According to Peter Gethers, the book’s editor, attorneys for Ms. de la Renta have sent more than one “strongly worded” letter to Random House, the publisher of Rogues’ Gallery, about the final section, which focuses on her and her mother, Jane Engelhard. (Ms. de la Renta’s attorney did not respond to requests for comment.)
Mr. Gethers said the library ordered copies of the book, and those orders would have been filled within two weeks of the book’s publication, on May 5. “It makes no sense that the library isn’t carrying the book,” he said. “I’m sure they have not taken books for sexual content, but I’ve never heard of the New York Public Library not carrying a book for political or social content.” (He also edited Kitty Kelley’s book about the Bush dynasty; the NYPL has 33 copies of that.)
Library officials had no comment on the situation, so the Transom called the main help desk.

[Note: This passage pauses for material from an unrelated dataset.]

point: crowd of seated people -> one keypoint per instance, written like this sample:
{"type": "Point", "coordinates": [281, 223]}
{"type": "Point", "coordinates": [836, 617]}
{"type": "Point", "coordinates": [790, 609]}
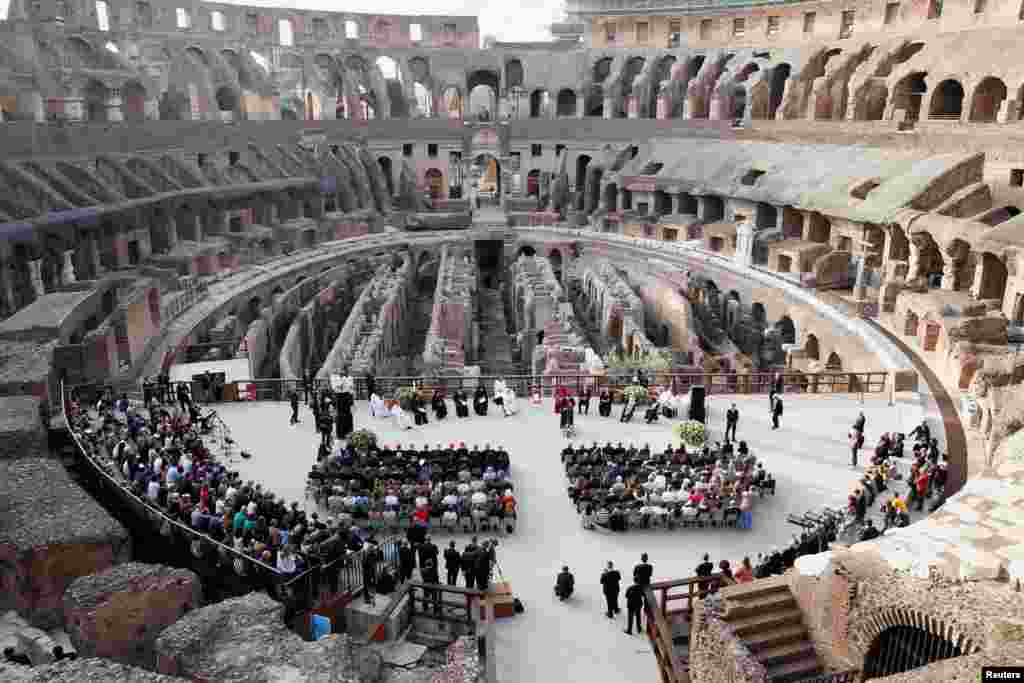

The librarian on the other end seemed puzzled by his inability to find the book in the library system, though he said books often take between a week and four months to catalog. More popular books tend to get priority, he said, and after pulling up Mr. Gross’ previous books, he seemed to think this one would fall in that class. He also said that books are often in the system even as they undergo cataloging, but he saw no sign of Rogues’ Gallery.
In general, Ms. de la Renta appears to be a rather committed booster of the cataloging process. The library’s 2008 annual report lists an Anne E. de la Renta Cataloging Endowment Fund as part of a list of endowments that were started with a donation of at least $100,000. The library has 18 circulating copies of Losing Mum and Pup by Christopher Buckley, which came out on the same day as Rogues’ Gallery. It has more than 20 copies of Resilience by Elizabeth Edwards, which came out a week later.
But if you want to borrow a copy of Rogue’s Gallery, you’ll have to head to the outer boroughs: The Brooklyn Public Library has 18 copies in circulation; the Queens Library has 61. As for Mr. Curtis? “I paid retail for it, which, for a professional literary agent, is scandalous.”